«La formulación de un problema es más importante que su solución.»
Albert Einstein

jueves, 5 de marzo de 2009

Peter Checkland

Checkland became interested in applying systems ideas to messy management problems while working as a manager in industry. His ideas for Soft Systems Methodology emerged from the failure of the application of, what he called, "hard" systems engineering in messy management problems. SSM developed from this continuous cycle of intervention in ill-structured management problems and learning from the results.[1]

Soft Systems is a branch of systems thinking specifically designed for use and application in a variety of real-world contexts. David Brown stated[1] that a key factor in its development was the recognition that purposeful human activity can be modelled systemically. "Rather than SSM models attempting to map the real world – impossible because there are multiple candidates for what counts as the real world in complex situations – the models are devices for learning about the real world. In short, SSM becomes a process of inquiry, a learning system."

Peter Checkland's work has influenced the development of "soft" Operations research, which joins optimisation, mathematical programming and simulation as part of the OR topography.[1]

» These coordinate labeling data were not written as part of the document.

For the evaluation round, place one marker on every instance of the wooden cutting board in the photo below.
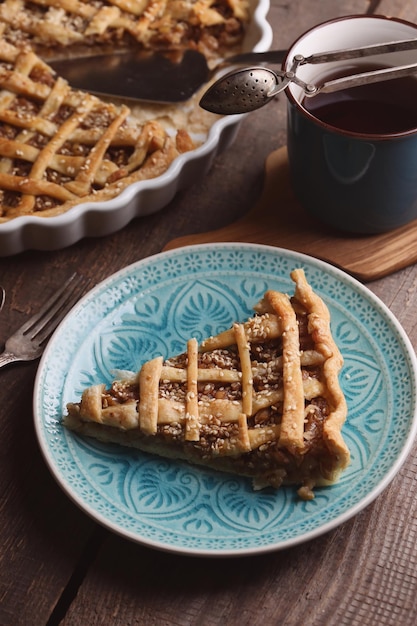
(279, 220)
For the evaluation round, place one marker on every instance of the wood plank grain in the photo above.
(279, 220)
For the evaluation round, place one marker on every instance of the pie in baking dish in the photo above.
(60, 147)
(53, 26)
(261, 399)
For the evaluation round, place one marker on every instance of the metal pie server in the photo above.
(169, 77)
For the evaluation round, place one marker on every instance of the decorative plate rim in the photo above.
(330, 272)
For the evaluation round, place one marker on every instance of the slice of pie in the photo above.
(261, 399)
(60, 147)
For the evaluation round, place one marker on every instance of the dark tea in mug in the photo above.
(387, 107)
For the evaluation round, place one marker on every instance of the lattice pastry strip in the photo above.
(60, 147)
(61, 24)
(260, 399)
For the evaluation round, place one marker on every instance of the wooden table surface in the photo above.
(58, 566)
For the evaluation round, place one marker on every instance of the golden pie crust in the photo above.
(60, 147)
(53, 26)
(261, 399)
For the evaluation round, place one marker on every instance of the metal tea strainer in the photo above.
(245, 90)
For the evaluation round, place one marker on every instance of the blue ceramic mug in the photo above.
(353, 163)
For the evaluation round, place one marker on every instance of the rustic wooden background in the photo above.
(57, 566)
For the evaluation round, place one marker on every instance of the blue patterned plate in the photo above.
(151, 308)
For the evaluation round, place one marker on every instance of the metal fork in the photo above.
(28, 343)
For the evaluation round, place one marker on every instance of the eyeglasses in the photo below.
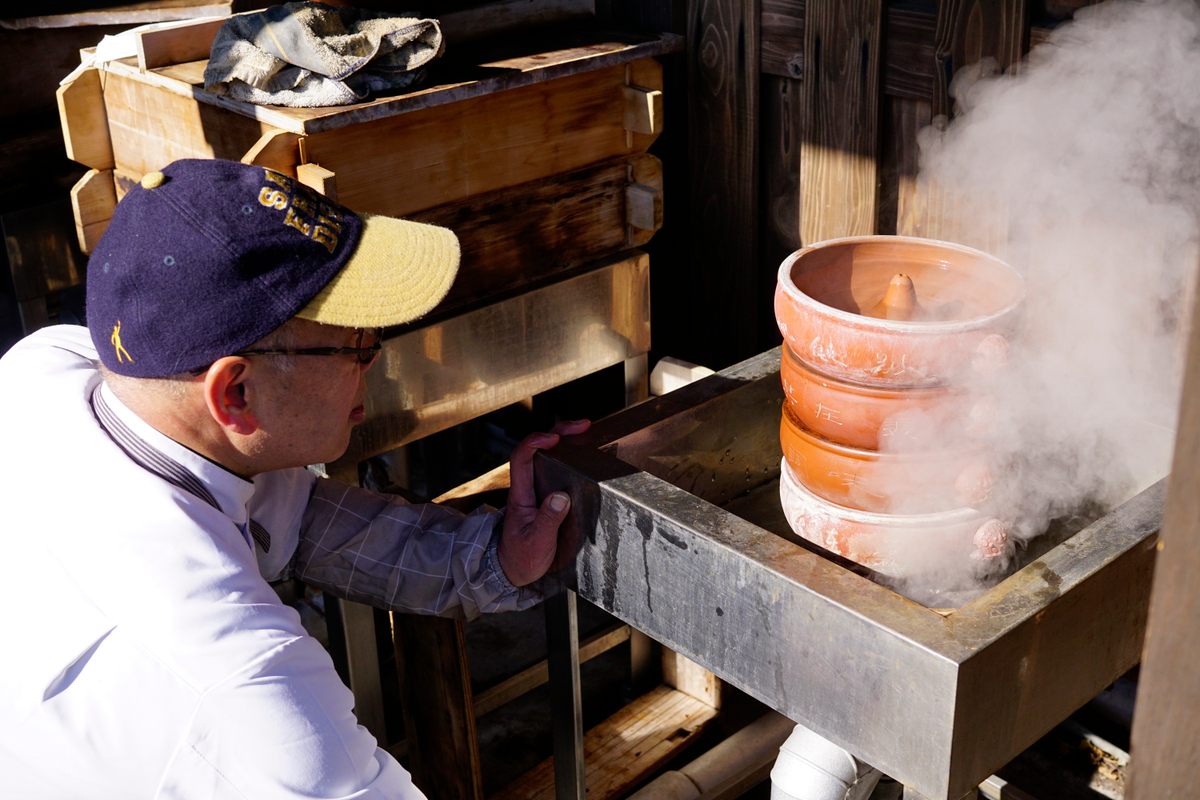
(365, 354)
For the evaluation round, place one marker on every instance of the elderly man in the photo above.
(154, 486)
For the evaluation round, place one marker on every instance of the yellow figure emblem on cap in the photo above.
(115, 338)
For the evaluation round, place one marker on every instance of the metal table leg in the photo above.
(565, 698)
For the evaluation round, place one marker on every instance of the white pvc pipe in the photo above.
(813, 768)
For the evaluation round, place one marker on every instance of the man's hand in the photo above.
(531, 534)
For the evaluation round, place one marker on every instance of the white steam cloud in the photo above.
(1081, 169)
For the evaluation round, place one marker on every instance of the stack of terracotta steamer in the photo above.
(891, 344)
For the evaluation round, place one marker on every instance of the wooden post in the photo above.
(724, 281)
(1165, 741)
(439, 717)
(840, 130)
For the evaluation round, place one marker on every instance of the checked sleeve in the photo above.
(418, 558)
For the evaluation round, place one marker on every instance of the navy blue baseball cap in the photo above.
(207, 257)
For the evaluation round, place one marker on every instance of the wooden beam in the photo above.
(627, 747)
(439, 716)
(970, 31)
(93, 200)
(318, 178)
(580, 216)
(363, 660)
(531, 678)
(85, 120)
(781, 120)
(723, 270)
(187, 42)
(279, 150)
(1165, 741)
(840, 132)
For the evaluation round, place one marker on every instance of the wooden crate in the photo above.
(525, 155)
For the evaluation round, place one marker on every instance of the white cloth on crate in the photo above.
(145, 653)
(311, 54)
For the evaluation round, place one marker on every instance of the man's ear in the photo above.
(225, 395)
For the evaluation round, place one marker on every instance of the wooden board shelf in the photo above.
(627, 747)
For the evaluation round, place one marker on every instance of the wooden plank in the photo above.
(151, 128)
(437, 703)
(840, 130)
(643, 110)
(279, 150)
(318, 178)
(909, 58)
(1165, 738)
(720, 269)
(137, 13)
(580, 216)
(781, 121)
(971, 30)
(577, 53)
(565, 695)
(190, 42)
(691, 679)
(85, 120)
(363, 662)
(538, 674)
(912, 218)
(909, 55)
(783, 38)
(93, 200)
(193, 42)
(40, 242)
(507, 17)
(967, 31)
(408, 163)
(627, 747)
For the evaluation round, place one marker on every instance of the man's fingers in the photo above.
(521, 468)
(544, 529)
(521, 492)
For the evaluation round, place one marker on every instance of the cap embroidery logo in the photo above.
(303, 210)
(115, 338)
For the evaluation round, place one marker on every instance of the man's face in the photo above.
(309, 408)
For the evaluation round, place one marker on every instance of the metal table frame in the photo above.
(937, 701)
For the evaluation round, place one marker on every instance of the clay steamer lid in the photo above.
(208, 257)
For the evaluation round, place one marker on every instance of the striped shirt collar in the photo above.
(172, 461)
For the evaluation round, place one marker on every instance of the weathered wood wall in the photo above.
(799, 122)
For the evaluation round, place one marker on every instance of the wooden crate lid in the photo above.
(456, 77)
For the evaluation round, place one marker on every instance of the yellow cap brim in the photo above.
(399, 272)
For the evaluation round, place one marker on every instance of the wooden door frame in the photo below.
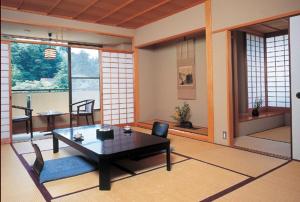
(229, 67)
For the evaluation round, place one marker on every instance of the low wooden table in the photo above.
(104, 152)
(50, 118)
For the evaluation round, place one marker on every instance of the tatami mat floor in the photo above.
(200, 171)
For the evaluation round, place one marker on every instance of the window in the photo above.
(31, 71)
(85, 75)
(118, 100)
(278, 71)
(255, 70)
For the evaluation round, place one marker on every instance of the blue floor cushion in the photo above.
(65, 167)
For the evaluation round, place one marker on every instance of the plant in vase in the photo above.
(182, 115)
(257, 105)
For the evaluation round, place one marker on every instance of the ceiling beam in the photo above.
(20, 4)
(53, 7)
(115, 10)
(143, 12)
(85, 8)
(270, 27)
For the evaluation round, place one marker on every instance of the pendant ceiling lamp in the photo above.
(50, 52)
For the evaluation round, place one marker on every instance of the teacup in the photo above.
(78, 135)
(127, 128)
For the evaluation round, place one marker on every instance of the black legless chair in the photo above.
(84, 108)
(39, 161)
(27, 118)
(158, 129)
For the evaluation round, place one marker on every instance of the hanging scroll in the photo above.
(186, 80)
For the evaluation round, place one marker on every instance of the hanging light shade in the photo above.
(50, 53)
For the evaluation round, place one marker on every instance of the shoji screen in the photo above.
(5, 92)
(117, 88)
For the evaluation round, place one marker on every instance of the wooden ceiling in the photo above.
(123, 13)
(268, 27)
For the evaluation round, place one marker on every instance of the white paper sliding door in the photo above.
(5, 93)
(295, 83)
(117, 88)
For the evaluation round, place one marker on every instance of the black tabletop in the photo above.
(50, 113)
(120, 142)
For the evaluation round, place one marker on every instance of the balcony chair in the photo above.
(27, 118)
(83, 108)
(39, 161)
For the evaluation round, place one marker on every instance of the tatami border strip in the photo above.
(262, 153)
(241, 184)
(47, 196)
(213, 164)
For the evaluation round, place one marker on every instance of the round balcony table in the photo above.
(50, 118)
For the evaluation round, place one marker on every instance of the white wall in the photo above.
(187, 20)
(158, 83)
(60, 34)
(234, 12)
(295, 83)
(42, 20)
(146, 84)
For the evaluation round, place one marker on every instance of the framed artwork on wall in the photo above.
(185, 75)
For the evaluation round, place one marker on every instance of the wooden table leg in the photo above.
(168, 158)
(55, 144)
(104, 174)
(48, 123)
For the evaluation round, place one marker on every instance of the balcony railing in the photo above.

Just like R.J. Boland (1985) brought phenomenology in the field of information systems, to critically examine this field of endeavour, raise consciousness, and clarify its path, so has Checkland (1981) done in the field of systems thinking. In so doing, sense-making and the social construction of reality have become central notions in their respective fields. With regard to systems thinking, phenomenology has allowed systems thinkers to understand that systems thinking is not about a reality considered independent from the observer and by interconnected cybernetic processes or elements, or about emergent processes. Rather, systems thinking is about how we attribute meaning to the world and construct the unity of our reality. This is an important lesson Checkland's systems thinking teaches us.[3]